La storia delle hot hatch arriva diversi anni prima della mitica Golf. È rapidamente diventata il riferimento per tutti: compatta, potente, divertente. Ma non è il modello da cui è partita la moda e, quindi, una vera e propria categoria del mercato dell’auto. Il momento decisivo per l’arrivo della hot hatch come nuovo concetto dell’automotive, non arriva dalla Germania e neanche dalla Francia. Nasce a Milano, in Italia, nel 1971.
La Mini Cooper S aveva tutte le credenziali per essere la hot hatch “modello”. Un motore più grande, doppi carburatori, più potenza e prestazioni migliorate. Ma le mancava una caratteristica fondamentale: non era una berlina.
Per trovare la prima hot hatch non dobbiamo neanche andare a bussare all’Alfa Romeo, alla Fiat o alla Lancia. Dobbiamo rivolgerci a un marchio italiano poco conosciuto e poco ricordato: Autobianchi.
Piccolo chiarimento: solo nei primi anni Ottanta è stata necessaria un’etichetta per definire queste compatte potenti. Gli inglesi per primi hanno voluto definire l’auto compatta ad alte prestazioni con tre o cinque porte. Originariamente “hot hatchback”, è arrivata successivamente l’abbreviazione “hot hatch” che si è anche applicata retroattivamente a mezzi “tascabili” ma potenti che sono arrivati prima.
La storia della Autobianchi risale al 1885 e al produttore di biciclette con il marchio Bianchi. Nel 1955 il produttore di biciclette aprì una collaborazione con Pirelli e Fiat per iniziare a costruire automobili. Nacque così la Autobianchi. Come si arriva alla prima hot hatch? Nel 1968 Fiat prende il pieno controllo di Autobianchi e utilizza il marchio come banco di sperimentazione di tecnologie innovative.
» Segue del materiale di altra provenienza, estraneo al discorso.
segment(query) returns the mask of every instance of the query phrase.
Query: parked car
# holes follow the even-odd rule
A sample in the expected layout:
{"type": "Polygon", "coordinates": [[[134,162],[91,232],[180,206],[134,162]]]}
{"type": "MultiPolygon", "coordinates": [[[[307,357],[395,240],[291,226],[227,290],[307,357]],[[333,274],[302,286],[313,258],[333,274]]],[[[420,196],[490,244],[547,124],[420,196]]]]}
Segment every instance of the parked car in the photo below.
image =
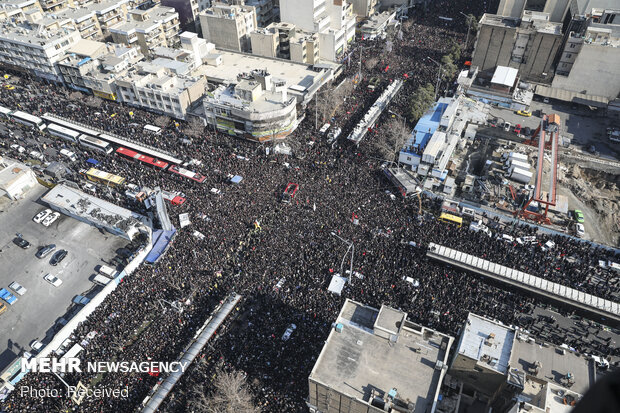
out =
{"type": "Polygon", "coordinates": [[[66,258],[67,254],[68,254],[67,250],[56,251],[56,253],[54,253],[54,255],[52,256],[52,259],[50,260],[50,264],[52,265],[60,264],[62,260],[66,258]]]}
{"type": "Polygon", "coordinates": [[[84,297],[83,295],[76,295],[75,298],[73,298],[73,302],[79,305],[86,305],[90,303],[90,298],[84,297]]]}
{"type": "Polygon", "coordinates": [[[54,287],[60,287],[62,285],[62,280],[58,277],[53,276],[50,273],[45,274],[43,279],[48,283],[52,284],[54,287]]]}
{"type": "Polygon", "coordinates": [[[517,135],[521,133],[521,125],[518,123],[515,125],[515,133],[517,135]]]}
{"type": "Polygon", "coordinates": [[[579,222],[575,224],[575,235],[577,235],[579,238],[585,237],[586,229],[584,228],[583,224],[580,224],[579,222]]]}
{"type": "Polygon", "coordinates": [[[35,256],[37,258],[45,258],[48,255],[50,255],[50,253],[52,251],[54,251],[56,249],[56,245],[55,244],[49,244],[49,245],[45,245],[41,248],[39,248],[39,251],[37,251],[37,253],[35,254],[35,256]]]}
{"type": "Polygon", "coordinates": [[[0,298],[2,298],[8,305],[13,305],[17,301],[17,297],[11,294],[6,288],[0,290],[0,298]]]}
{"type": "Polygon", "coordinates": [[[532,112],[529,112],[527,110],[518,110],[517,115],[521,115],[521,116],[525,116],[529,118],[530,116],[532,116],[532,112]]]}
{"type": "Polygon", "coordinates": [[[584,223],[584,218],[583,218],[583,212],[580,209],[576,209],[575,212],[575,221],[579,222],[580,224],[584,223]]]}
{"type": "Polygon", "coordinates": [[[512,126],[512,124],[510,122],[506,122],[504,123],[504,130],[506,132],[510,132],[510,127],[512,126]]]}
{"type": "Polygon", "coordinates": [[[526,126],[525,128],[523,128],[523,134],[525,136],[530,136],[532,134],[532,129],[530,129],[528,126],[526,126]]]}
{"type": "Polygon", "coordinates": [[[28,248],[30,248],[30,243],[28,241],[26,241],[25,239],[23,239],[22,237],[17,237],[13,240],[13,243],[15,243],[15,245],[17,245],[20,248],[23,248],[25,250],[27,250],[28,248]]]}
{"type": "Polygon", "coordinates": [[[8,309],[9,308],[6,305],[4,305],[3,303],[0,303],[0,314],[4,313],[8,309]]]}
{"type": "Polygon", "coordinates": [[[26,291],[28,291],[21,284],[19,284],[17,281],[13,281],[11,284],[9,284],[9,288],[11,290],[15,291],[19,295],[24,295],[24,294],[26,294],[26,291]]]}
{"type": "Polygon", "coordinates": [[[51,209],[46,209],[44,211],[39,212],[37,215],[35,215],[34,218],[32,218],[32,220],[36,222],[37,224],[40,224],[51,213],[52,213],[51,209]]]}
{"type": "Polygon", "coordinates": [[[50,225],[54,223],[54,221],[58,219],[59,216],[60,216],[60,213],[52,212],[47,217],[45,217],[45,219],[43,220],[43,222],[41,222],[41,224],[43,224],[44,227],[49,227],[50,225]]]}
{"type": "Polygon", "coordinates": [[[32,342],[30,343],[30,348],[38,352],[43,348],[43,343],[41,343],[39,340],[32,340],[32,342]]]}

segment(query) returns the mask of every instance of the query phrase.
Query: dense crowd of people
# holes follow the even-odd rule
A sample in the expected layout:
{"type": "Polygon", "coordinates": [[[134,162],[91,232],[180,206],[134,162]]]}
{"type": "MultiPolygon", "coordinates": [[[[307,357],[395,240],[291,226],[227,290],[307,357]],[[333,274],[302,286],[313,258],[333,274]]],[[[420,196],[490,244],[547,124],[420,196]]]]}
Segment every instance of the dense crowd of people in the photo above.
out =
{"type": "MultiPolygon", "coordinates": [[[[466,7],[472,5],[475,8],[465,12],[480,15],[486,9],[482,2],[468,2],[466,7]]],[[[449,39],[464,40],[463,24],[437,17],[456,20],[462,9],[450,1],[434,7],[435,12],[428,12],[426,17],[412,13],[403,25],[402,40],[395,39],[392,53],[382,52],[385,41],[381,39],[355,47],[352,63],[345,64],[344,77],[355,76],[359,68],[353,62],[360,60],[359,53],[362,65],[368,59],[379,62],[375,67],[364,67],[364,80],[334,115],[333,122],[343,128],[343,136],[381,93],[382,88],[371,91],[365,87],[370,77],[379,77],[385,85],[408,74],[406,86],[393,102],[395,111],[404,113],[407,96],[417,86],[434,82],[437,67],[426,58],[439,60],[449,48],[449,39]]],[[[549,341],[567,344],[581,353],[620,356],[617,343],[603,338],[594,324],[584,327],[594,329],[588,330],[589,340],[584,340],[583,331],[562,331],[552,321],[536,316],[535,310],[543,305],[539,299],[441,265],[430,260],[426,250],[430,242],[436,242],[608,298],[618,296],[618,275],[598,266],[598,260],[618,257],[609,250],[550,236],[527,225],[509,226],[503,232],[535,235],[537,243],[496,240],[467,227],[439,222],[434,215],[438,204],[431,199],[424,199],[424,210],[419,213],[417,199],[394,199],[386,193],[390,185],[380,172],[382,161],[372,156],[366,141],[359,148],[345,143],[331,148],[318,136],[314,122],[306,119],[290,138],[303,151],[303,157],[273,152],[267,156],[265,148],[270,143],[257,145],[208,129],[197,138],[188,124],[172,121],[161,134],[147,135],[142,127],[156,124],[159,115],[112,102],[101,101],[97,108],[69,102],[66,89],[27,77],[16,86],[15,91],[0,96],[0,105],[33,114],[56,113],[131,136],[185,160],[198,161],[192,168],[207,177],[199,184],[115,154],[85,152],[78,146],[72,150],[79,159],[68,163],[77,171],[86,166],[86,159],[94,157],[101,162],[98,168],[121,175],[128,182],[181,192],[187,201],[169,207],[171,219],[176,225],[178,214],[188,213],[191,221],[190,226],[178,229],[159,262],[141,265],[126,277],[74,331],[71,338],[83,343],[79,357],[84,362],[174,361],[218,302],[231,291],[244,297],[175,387],[162,411],[186,411],[187,406],[200,411],[196,392],[209,392],[218,368],[243,371],[265,412],[306,411],[307,377],[345,298],[375,307],[387,304],[400,308],[412,321],[455,336],[471,311],[507,325],[545,330],[549,341]],[[187,144],[187,140],[192,143],[187,144]],[[243,181],[230,185],[229,174],[241,175],[243,181]],[[299,185],[288,204],[280,202],[287,182],[299,185]],[[219,191],[212,192],[211,188],[219,191]],[[196,237],[194,231],[204,237],[196,237]],[[355,246],[355,275],[338,296],[327,291],[327,286],[340,272],[347,251],[341,239],[355,246]],[[540,245],[550,239],[556,247],[543,252],[540,245]],[[406,277],[417,283],[406,282],[406,277]],[[297,329],[290,340],[283,341],[282,334],[291,323],[297,329]]],[[[4,123],[13,133],[8,141],[45,145],[42,151],[50,158],[69,147],[38,131],[4,123]]],[[[3,152],[27,157],[6,146],[3,152]]],[[[99,188],[97,196],[137,208],[122,191],[99,188]]],[[[570,314],[566,308],[558,311],[570,314]]],[[[66,374],[64,380],[104,388],[127,387],[129,397],[87,399],[76,406],[66,397],[33,399],[13,392],[5,406],[16,412],[131,411],[158,378],[145,373],[82,372],[66,374]]],[[[19,385],[63,388],[49,374],[29,374],[19,385]]]]}

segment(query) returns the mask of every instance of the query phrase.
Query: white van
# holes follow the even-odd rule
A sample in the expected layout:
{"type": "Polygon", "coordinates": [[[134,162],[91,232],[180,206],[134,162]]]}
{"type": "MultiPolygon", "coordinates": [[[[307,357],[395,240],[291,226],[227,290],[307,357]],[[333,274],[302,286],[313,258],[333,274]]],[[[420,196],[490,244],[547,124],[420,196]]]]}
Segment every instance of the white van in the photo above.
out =
{"type": "Polygon", "coordinates": [[[105,275],[106,277],[110,279],[116,277],[116,270],[106,265],[100,265],[99,270],[97,270],[97,272],[101,275],[105,275]]]}
{"type": "Polygon", "coordinates": [[[41,152],[32,151],[32,152],[30,152],[30,156],[33,157],[34,159],[38,159],[40,161],[43,160],[43,154],[41,152]]]}
{"type": "Polygon", "coordinates": [[[327,131],[329,130],[329,128],[331,128],[332,125],[330,125],[329,123],[326,123],[325,125],[321,126],[321,129],[319,129],[319,133],[321,135],[325,135],[327,133],[327,131]]]}
{"type": "Polygon", "coordinates": [[[110,283],[110,281],[112,281],[111,279],[109,279],[108,277],[104,277],[101,274],[95,274],[95,278],[93,278],[93,282],[95,284],[99,284],[99,285],[103,285],[106,286],[110,283]]]}
{"type": "Polygon", "coordinates": [[[77,156],[75,156],[75,153],[71,152],[68,149],[61,149],[60,154],[63,155],[65,158],[68,158],[71,162],[77,161],[77,156]]]}

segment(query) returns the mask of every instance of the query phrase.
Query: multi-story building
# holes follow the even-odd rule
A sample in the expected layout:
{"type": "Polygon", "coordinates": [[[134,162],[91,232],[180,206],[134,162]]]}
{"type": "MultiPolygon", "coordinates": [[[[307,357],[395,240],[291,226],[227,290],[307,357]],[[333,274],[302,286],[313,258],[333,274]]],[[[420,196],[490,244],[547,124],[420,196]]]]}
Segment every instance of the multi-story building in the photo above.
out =
{"type": "Polygon", "coordinates": [[[38,0],[6,0],[0,3],[0,20],[13,18],[22,21],[32,11],[43,12],[38,0]]]}
{"type": "Polygon", "coordinates": [[[568,33],[549,93],[542,88],[541,93],[558,98],[556,91],[563,91],[568,100],[605,107],[620,95],[618,79],[620,24],[590,23],[579,32],[568,33]]]}
{"type": "Polygon", "coordinates": [[[67,50],[67,55],[57,65],[62,79],[68,87],[90,93],[84,76],[96,70],[100,64],[99,57],[108,53],[105,43],[82,39],[67,50]]]}
{"type": "Polygon", "coordinates": [[[73,5],[72,0],[39,0],[39,4],[45,13],[52,13],[73,5]]]}
{"type": "Polygon", "coordinates": [[[119,100],[116,79],[123,76],[130,67],[142,60],[138,47],[114,45],[114,49],[97,60],[98,67],[82,75],[84,85],[93,95],[107,100],[119,100]]]}
{"type": "Polygon", "coordinates": [[[89,10],[94,11],[99,20],[104,38],[110,38],[110,28],[127,18],[127,3],[128,0],[103,0],[89,5],[89,10]]]}
{"type": "Polygon", "coordinates": [[[524,411],[550,412],[576,404],[594,384],[596,369],[592,358],[568,346],[470,313],[448,374],[462,383],[465,408],[483,402],[493,411],[514,412],[521,403],[530,406],[524,411]]]}
{"type": "Polygon", "coordinates": [[[258,56],[307,64],[319,61],[318,34],[298,30],[291,23],[271,23],[252,32],[251,39],[252,53],[258,56]]]}
{"type": "Polygon", "coordinates": [[[256,141],[282,139],[297,127],[297,101],[286,81],[254,70],[236,84],[222,85],[203,100],[207,123],[256,141]]]}
{"type": "Polygon", "coordinates": [[[277,0],[246,0],[245,5],[252,6],[256,10],[256,23],[258,27],[267,27],[280,14],[277,0]]]}
{"type": "Polygon", "coordinates": [[[176,47],[179,39],[179,14],[171,7],[132,10],[130,21],[110,28],[112,40],[128,46],[138,45],[145,56],[154,47],[176,47]]]}
{"type": "MultiPolygon", "coordinates": [[[[353,13],[358,17],[370,17],[379,11],[379,2],[377,0],[351,0],[353,6],[353,13]]],[[[381,6],[385,6],[381,2],[381,6]]]]}
{"type": "Polygon", "coordinates": [[[308,408],[434,412],[453,342],[400,310],[347,299],[308,377],[308,408]]]}
{"type": "Polygon", "coordinates": [[[472,66],[514,67],[523,80],[551,82],[561,23],[550,22],[548,13],[525,11],[521,18],[484,14],[479,26],[472,66]]]}
{"type": "Polygon", "coordinates": [[[256,25],[256,11],[251,6],[215,3],[199,13],[202,37],[221,49],[250,51],[250,33],[256,25]]]}
{"type": "Polygon", "coordinates": [[[318,33],[321,59],[336,61],[355,39],[353,7],[344,0],[281,0],[280,20],[318,33]]]}
{"type": "Polygon", "coordinates": [[[205,86],[204,77],[176,76],[154,65],[132,68],[116,80],[121,101],[176,119],[185,119],[190,105],[204,95],[205,86]]]}
{"type": "Polygon", "coordinates": [[[78,9],[65,9],[57,13],[57,16],[71,19],[75,28],[80,32],[82,39],[102,40],[103,32],[97,19],[97,13],[87,7],[78,9]]]}
{"type": "Polygon", "coordinates": [[[198,0],[162,0],[162,6],[172,7],[179,13],[179,20],[182,27],[196,27],[197,17],[200,9],[198,0]]]}
{"type": "Polygon", "coordinates": [[[80,40],[77,30],[39,30],[29,24],[0,24],[0,64],[62,82],[56,63],[80,40]]]}

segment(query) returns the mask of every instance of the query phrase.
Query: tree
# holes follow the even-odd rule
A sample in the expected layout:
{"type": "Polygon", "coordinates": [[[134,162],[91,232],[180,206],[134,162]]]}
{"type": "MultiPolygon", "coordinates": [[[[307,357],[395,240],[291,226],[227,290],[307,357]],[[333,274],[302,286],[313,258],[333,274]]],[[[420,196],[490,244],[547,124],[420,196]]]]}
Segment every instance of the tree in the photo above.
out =
{"type": "Polygon", "coordinates": [[[452,60],[451,55],[445,55],[441,58],[441,79],[449,80],[456,74],[457,67],[452,60]]]}
{"type": "Polygon", "coordinates": [[[165,128],[166,126],[168,126],[168,123],[170,123],[170,118],[166,115],[161,115],[158,116],[153,123],[155,123],[155,126],[165,128]]]}
{"type": "Polygon", "coordinates": [[[388,161],[394,160],[396,152],[403,147],[410,131],[404,121],[391,118],[383,124],[378,139],[374,140],[379,155],[388,161]]]}
{"type": "Polygon", "coordinates": [[[192,116],[185,124],[185,128],[183,130],[188,136],[198,138],[203,134],[205,125],[202,122],[202,119],[192,116]]]}
{"type": "Polygon", "coordinates": [[[417,122],[434,101],[435,87],[431,83],[420,86],[411,99],[411,109],[409,112],[410,120],[412,122],[417,122]]]}
{"type": "Polygon", "coordinates": [[[206,396],[203,386],[197,386],[188,400],[189,411],[196,413],[260,413],[254,404],[245,376],[238,372],[216,371],[215,389],[206,396]]]}

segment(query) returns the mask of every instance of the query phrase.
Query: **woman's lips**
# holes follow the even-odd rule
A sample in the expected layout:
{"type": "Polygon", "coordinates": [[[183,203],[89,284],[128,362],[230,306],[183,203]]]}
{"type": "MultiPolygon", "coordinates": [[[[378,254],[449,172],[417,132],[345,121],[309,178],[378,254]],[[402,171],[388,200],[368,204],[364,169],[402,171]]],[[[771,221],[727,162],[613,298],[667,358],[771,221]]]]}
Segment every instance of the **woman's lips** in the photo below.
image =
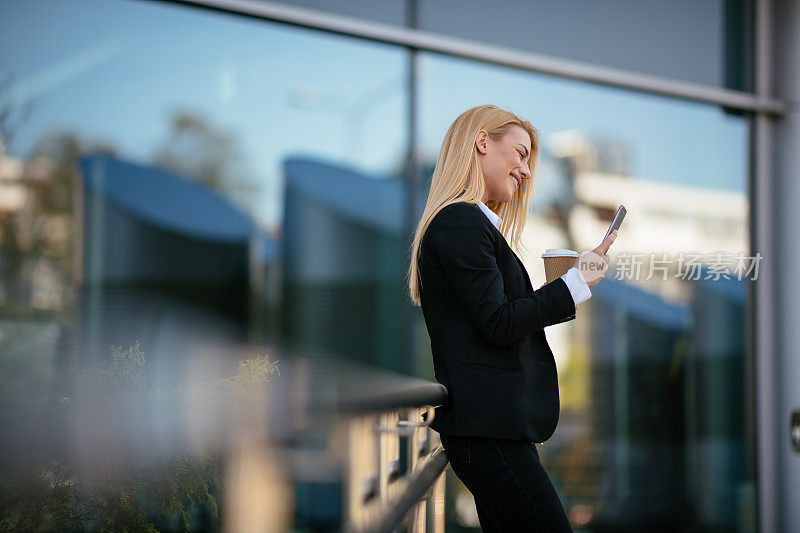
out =
{"type": "Polygon", "coordinates": [[[514,180],[514,184],[517,186],[517,189],[519,189],[519,180],[515,178],[512,174],[509,174],[509,176],[511,176],[511,179],[514,180]]]}

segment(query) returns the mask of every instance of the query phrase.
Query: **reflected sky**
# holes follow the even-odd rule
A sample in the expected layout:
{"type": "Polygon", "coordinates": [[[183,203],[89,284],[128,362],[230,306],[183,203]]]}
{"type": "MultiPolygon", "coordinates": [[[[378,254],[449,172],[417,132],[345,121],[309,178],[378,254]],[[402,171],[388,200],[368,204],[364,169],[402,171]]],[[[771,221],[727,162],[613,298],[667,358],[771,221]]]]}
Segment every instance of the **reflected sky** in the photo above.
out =
{"type": "Polygon", "coordinates": [[[235,135],[251,208],[279,220],[283,156],[313,154],[376,174],[403,153],[405,52],[240,17],[136,1],[0,6],[0,70],[35,95],[8,152],[54,127],[148,160],[188,108],[235,135]]]}
{"type": "Polygon", "coordinates": [[[426,155],[434,146],[438,150],[452,118],[485,102],[530,120],[545,149],[553,133],[579,130],[627,148],[632,177],[746,191],[747,123],[716,106],[435,54],[424,59],[420,116],[426,155]]]}
{"type": "MultiPolygon", "coordinates": [[[[280,220],[280,163],[315,155],[377,176],[396,173],[405,140],[402,48],[136,0],[4,3],[0,71],[37,102],[7,148],[25,156],[61,127],[147,161],[177,108],[235,135],[245,203],[280,220]]],[[[419,144],[436,157],[452,120],[473,105],[508,107],[550,136],[579,130],[628,149],[639,179],[744,192],[746,121],[704,104],[423,54],[419,144]]]]}

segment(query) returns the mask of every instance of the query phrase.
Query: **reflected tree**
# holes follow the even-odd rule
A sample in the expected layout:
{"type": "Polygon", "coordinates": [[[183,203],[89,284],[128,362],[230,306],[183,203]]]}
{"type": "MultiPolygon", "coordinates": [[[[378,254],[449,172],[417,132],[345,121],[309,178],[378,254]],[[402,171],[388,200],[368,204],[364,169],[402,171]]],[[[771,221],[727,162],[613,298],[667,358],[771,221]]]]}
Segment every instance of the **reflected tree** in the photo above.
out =
{"type": "Polygon", "coordinates": [[[173,113],[167,138],[156,150],[153,161],[226,196],[244,198],[253,189],[241,178],[241,156],[235,138],[193,111],[173,113]]]}
{"type": "Polygon", "coordinates": [[[87,152],[114,154],[105,141],[51,130],[34,144],[15,183],[24,202],[0,212],[0,283],[6,312],[58,309],[72,265],[72,190],[78,159],[87,152]]]}

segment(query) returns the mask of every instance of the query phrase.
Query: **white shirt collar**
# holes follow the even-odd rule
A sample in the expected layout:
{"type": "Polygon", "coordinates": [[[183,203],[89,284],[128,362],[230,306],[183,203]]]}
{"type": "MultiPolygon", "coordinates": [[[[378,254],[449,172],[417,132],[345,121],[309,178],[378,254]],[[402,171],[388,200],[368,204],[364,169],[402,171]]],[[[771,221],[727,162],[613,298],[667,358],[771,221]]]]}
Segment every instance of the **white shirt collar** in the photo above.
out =
{"type": "Polygon", "coordinates": [[[500,229],[500,224],[503,222],[503,219],[497,216],[494,211],[489,209],[486,204],[480,200],[478,200],[478,207],[480,207],[481,211],[483,211],[483,213],[489,217],[489,220],[492,222],[492,224],[494,224],[494,227],[500,229]]]}

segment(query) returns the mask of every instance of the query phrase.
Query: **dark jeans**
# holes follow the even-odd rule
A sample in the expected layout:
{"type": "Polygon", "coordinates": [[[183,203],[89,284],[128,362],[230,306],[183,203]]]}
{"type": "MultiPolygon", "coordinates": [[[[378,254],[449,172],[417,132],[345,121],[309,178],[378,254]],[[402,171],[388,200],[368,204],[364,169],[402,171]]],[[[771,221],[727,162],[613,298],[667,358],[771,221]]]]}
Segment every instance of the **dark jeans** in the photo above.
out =
{"type": "Polygon", "coordinates": [[[440,435],[483,531],[572,531],[533,441],[440,435]]]}

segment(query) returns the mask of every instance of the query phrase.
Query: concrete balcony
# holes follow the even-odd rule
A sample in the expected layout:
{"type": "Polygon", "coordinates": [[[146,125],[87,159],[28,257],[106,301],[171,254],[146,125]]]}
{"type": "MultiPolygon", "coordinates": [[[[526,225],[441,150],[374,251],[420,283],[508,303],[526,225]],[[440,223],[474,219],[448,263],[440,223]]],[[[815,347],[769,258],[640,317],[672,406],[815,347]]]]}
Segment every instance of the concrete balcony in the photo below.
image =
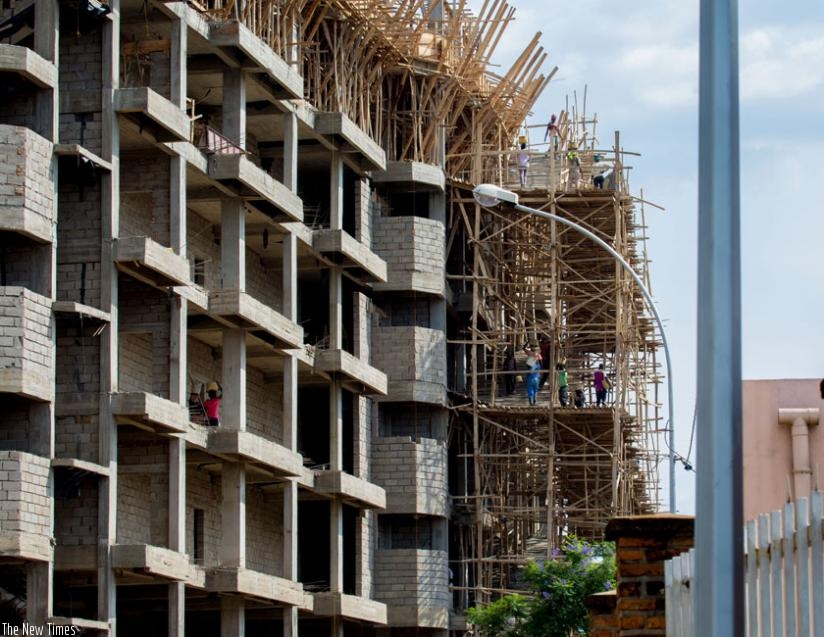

Arriva così la Autobianchi A112, utilitaria basata sulla Fiat 128. La A112 era dotata di un quattro cilindri in linea da 42 cavalli e 903 di cilindrata. Consegnata alla Fiat Abarth riuscì a fare anche la storia dell’auto italiana.
Il quattro cilindri in linea arrivò a 982 di cilindrata, la potenza salì a 54 cavalli, freni migliorati e sospensioni più rigide. Questa la ricetta per la hot hatch. Con i cerchi sportivi in lega, un volante Momo a due razze e avrete tutti gli elementi al proprio posto.
La produzione, dal 1971, durò per ben 27 anni, ogni generazione è stata capace di migliorare un elemento. Anche se la potenza sembra troppo esigua, stiamo parlando di una A112 Abarth che pesava solo 700 kg, a passo molto corto. Tutti elementi che la rendono davvero divertente alla guida. Qualche anno dopo arrivò la prima generazione di un mito.
La Golf GTI, infatti, uscì su strada nel 1976 diventando lei il simbolo hot hatch. Dopo circa otto generazioni di Golf, la GTI rimane ancora il punto di riferimento. Ce ne sono di migliori e più potenti ma il fascino storico è rimasto a lei, oscurando del tutto la A112 Abarth.